MINeD: Representing the Brain’s Imagination Through Recycled Metals (at Britannia Museum in Squamish, BC)
JT and I usually go up to Squamish to Shannon Falls/The Stawamus Chief for our usual “beginning of the summer” hike in early June, but this year we haven’t had a chance. And strange as this may sound, despite having visited Squamish many, many times, I have actually never set foot in the Britannia Mine Museum.
I know, horror of horrors. Even worse? I have an MEng and I took several courses in Sustainable Mining Engineering. I *should* know the Britannia Mine Museum, very well!
I recently got wind that The Britannia Mine Museum is featuring a unique metal art sculptures exhibit in its historic Machine Shop that runs now till September 16, 2012. “MINeD” is a series of metal sculpture art pieces that are lively and organic in shape, created by artist Margie McDonald, to symbolize the imaginations of the brain through the use of recycled metal materials. The new exhibit reflects mining, the materials that are mined and how these elements influence art.
Originally from rural Newfoundland, Margie McDonald now lives in Port Townsend, Washington and is trained in fiber arts with a focus on textiles, tending toward sculptural forms using traditionaltechniques and is inspired by nature to transform industrial materials intoorganic forms. Growing up in a large family that was economically challenged, McDonald was involved with reuse from an early age. She learned to knit mittens and socks, crochet, and make quilts and clothing using mostly recycled materials.

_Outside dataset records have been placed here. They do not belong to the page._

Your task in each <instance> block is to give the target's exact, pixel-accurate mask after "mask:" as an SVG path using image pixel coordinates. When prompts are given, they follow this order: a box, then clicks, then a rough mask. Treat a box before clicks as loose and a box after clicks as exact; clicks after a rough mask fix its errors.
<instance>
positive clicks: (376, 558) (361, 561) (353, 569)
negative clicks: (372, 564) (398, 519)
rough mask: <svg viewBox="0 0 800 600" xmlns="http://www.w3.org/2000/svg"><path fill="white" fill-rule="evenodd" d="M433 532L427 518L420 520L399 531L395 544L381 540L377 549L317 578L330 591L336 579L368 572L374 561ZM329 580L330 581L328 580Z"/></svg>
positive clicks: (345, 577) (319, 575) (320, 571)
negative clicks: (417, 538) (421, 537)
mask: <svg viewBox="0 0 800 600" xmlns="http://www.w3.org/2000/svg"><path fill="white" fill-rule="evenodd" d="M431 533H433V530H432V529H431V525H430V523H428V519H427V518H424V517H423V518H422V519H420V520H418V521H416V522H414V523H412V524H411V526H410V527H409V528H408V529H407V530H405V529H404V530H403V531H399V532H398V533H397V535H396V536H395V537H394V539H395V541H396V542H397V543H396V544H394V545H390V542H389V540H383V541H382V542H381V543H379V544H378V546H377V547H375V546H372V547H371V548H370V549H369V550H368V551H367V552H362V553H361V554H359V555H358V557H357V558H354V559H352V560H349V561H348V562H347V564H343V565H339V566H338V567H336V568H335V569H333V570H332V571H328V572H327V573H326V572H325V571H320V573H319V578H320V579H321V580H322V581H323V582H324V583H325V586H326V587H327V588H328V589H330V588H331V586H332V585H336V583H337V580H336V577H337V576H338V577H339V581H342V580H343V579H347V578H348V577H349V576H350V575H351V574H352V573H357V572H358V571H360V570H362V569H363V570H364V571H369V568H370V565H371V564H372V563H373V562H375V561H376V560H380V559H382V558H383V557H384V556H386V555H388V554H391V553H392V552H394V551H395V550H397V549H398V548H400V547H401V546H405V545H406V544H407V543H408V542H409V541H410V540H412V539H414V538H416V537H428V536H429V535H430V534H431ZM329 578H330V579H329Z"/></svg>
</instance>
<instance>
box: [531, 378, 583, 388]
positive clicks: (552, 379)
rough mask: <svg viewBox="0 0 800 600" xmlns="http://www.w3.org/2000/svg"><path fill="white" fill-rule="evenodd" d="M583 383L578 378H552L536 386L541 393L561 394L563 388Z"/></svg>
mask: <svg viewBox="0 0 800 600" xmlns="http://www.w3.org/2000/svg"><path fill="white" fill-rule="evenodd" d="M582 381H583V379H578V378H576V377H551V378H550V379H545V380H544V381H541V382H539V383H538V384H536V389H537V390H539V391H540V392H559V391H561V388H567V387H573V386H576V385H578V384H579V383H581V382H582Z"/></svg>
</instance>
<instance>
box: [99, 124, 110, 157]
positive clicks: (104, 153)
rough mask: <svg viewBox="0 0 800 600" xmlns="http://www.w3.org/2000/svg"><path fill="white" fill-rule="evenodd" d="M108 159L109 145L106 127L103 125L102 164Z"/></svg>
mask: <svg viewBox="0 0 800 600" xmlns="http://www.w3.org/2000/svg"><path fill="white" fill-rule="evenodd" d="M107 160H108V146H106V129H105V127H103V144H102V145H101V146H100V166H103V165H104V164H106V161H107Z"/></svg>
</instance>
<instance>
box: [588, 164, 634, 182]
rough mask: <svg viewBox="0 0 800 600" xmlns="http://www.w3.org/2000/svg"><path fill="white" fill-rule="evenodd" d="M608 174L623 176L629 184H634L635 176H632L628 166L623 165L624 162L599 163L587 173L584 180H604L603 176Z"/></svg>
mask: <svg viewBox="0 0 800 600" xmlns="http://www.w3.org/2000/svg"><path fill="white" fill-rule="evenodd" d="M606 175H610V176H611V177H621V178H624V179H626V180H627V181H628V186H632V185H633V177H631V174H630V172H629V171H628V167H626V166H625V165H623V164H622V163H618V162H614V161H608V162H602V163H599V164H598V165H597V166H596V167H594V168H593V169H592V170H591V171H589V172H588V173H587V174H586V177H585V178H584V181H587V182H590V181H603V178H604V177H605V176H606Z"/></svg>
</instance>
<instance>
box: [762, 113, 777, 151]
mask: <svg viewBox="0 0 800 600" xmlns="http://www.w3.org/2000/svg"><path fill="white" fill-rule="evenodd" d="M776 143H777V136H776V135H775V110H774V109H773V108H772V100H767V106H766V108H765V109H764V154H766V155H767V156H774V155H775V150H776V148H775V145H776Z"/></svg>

“We’re so pleased to feature the works of Margie, who is a very well-known artist, and to showcase her amazing metal sculptures that are extraordinary to say the least,” says Kirstin Clausen, executive director of the Britannia Mine Museum. “Her unique art pieces are perfect for our museum as it illustrates how mining and mined materials caninfluence artistic expression. It shows our audiences just how mining can be relevant to our daily lives, including how our imaginations can take shape and art can be transformed.”
Curated and designed by Krisztina Egyed, the “MINeD” exhibit transforms the interior of the museum’s historic Machine Shop, so that it becomes a metaphor for the inside of a giant brain where imagination occurs. The space is filled with metal sculptural pieces that are lively and organic in their shape. Recycled metal wire and fasteners are knotted, netted and tangled into luminous webs and cells or creatures. The pieces taken together are representative of the explosion of the trillions of neurons connected inside the human brain whenever imagination is occurring.

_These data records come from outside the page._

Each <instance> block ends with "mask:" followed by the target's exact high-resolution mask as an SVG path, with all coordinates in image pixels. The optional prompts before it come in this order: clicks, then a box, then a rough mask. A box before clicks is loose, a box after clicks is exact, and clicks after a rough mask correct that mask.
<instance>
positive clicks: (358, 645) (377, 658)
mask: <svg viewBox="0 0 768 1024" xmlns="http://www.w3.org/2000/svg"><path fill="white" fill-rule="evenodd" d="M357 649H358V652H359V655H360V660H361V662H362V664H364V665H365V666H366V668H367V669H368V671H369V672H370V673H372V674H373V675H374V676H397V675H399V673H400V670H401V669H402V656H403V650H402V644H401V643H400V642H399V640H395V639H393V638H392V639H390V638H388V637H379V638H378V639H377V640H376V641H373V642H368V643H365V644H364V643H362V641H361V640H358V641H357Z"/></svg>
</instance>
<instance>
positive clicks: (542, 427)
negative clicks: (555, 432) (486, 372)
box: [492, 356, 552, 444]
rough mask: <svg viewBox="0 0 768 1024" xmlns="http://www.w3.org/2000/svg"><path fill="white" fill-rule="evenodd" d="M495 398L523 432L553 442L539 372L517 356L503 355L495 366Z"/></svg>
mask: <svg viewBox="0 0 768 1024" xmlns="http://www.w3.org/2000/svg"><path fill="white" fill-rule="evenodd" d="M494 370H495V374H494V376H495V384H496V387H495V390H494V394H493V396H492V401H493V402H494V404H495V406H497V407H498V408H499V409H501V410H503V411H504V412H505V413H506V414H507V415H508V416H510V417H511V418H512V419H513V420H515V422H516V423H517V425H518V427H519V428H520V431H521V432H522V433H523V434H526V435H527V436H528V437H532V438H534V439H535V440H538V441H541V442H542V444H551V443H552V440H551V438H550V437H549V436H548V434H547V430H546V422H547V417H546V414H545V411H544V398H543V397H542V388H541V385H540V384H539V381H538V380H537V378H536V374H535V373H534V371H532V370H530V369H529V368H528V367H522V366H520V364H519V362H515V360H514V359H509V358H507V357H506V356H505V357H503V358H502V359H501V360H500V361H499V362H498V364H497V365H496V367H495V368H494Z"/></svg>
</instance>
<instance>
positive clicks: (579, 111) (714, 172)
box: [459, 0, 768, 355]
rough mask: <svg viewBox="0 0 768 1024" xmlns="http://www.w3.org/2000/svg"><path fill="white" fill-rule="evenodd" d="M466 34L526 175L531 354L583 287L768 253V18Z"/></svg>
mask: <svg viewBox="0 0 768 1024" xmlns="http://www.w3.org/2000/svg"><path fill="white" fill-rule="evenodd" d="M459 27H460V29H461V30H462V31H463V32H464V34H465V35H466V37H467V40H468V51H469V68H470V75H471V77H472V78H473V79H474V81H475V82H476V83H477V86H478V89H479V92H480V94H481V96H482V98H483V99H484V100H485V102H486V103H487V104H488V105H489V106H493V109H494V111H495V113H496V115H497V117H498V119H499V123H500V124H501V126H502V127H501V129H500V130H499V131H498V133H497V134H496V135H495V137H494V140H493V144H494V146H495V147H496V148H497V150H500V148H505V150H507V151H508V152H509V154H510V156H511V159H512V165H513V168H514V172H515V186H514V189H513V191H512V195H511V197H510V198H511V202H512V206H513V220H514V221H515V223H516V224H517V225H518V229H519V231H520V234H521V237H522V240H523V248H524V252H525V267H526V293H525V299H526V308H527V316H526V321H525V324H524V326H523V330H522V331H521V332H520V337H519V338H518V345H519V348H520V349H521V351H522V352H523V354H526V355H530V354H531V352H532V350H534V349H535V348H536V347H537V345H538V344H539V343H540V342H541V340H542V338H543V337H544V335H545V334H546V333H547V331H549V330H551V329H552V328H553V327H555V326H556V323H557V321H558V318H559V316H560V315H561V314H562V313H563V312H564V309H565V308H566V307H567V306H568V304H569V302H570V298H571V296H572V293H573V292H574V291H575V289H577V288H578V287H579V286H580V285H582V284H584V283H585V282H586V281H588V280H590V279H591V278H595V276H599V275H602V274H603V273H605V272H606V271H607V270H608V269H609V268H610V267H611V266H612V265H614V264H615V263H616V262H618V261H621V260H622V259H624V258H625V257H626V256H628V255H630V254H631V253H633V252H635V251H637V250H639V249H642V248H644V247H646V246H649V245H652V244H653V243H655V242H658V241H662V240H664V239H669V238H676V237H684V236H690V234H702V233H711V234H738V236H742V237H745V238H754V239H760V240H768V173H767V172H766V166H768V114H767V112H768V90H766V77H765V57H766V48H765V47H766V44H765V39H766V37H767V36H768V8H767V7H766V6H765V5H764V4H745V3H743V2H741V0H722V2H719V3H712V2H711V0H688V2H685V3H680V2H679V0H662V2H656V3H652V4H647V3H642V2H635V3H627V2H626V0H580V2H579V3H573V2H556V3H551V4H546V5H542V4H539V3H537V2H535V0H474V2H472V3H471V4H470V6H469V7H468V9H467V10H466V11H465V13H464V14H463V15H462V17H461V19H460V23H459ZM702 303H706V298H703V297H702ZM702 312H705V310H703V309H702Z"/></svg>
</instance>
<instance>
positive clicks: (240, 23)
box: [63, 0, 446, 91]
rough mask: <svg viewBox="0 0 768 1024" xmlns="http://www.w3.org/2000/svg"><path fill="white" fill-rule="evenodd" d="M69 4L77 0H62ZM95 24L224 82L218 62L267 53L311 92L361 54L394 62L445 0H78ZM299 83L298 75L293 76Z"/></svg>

Located 10 minutes south of Squamish on the Sea-to-Sky highway, the Britannia Mine Museum was recently transformed from a mining legacy site into a vibrant internationally recognized tourist destination. The museum provides fantastic visitor experiences with the new Beaty-Lundin Visitor Centre, the Britannia A-Z heritage hall, the historic 20-storey Mill building, the underground mine train and outdoor gold panning. Open seven days a week from 9 a.m. to 5:30 p.m. with guided tours every 45 minutes throughout the day. The Museum celebrates the contributions of mining and minerals to society, the history of the storied Britannia Beach community and the ideas and practices of environmental renewal and sustainability.
You should definitely make the trip north for an hour or so to check out MINeD, this wonderful artistic exhibit.
About the Britannia Mine Museum:
The Britannia Mine Museum is a mining legacy site and a vibrant, internationally recognized education and tourist destination located between Vancouver and Whistler on the Sea-to-Sky highway. It is a National Historic Site and is a non-profit organization with the intent to increase awareness of the impact of mining and minerals to society, the history of the storied Britannia Beach community and the ideas and practices of environmental renewal and sustainability. It promotes mining awareness through entertaining, experiential education programs, important historic collection preservation and insightful public engagement that allows guests to leave with a better understanding of mining in BC; past, present and future.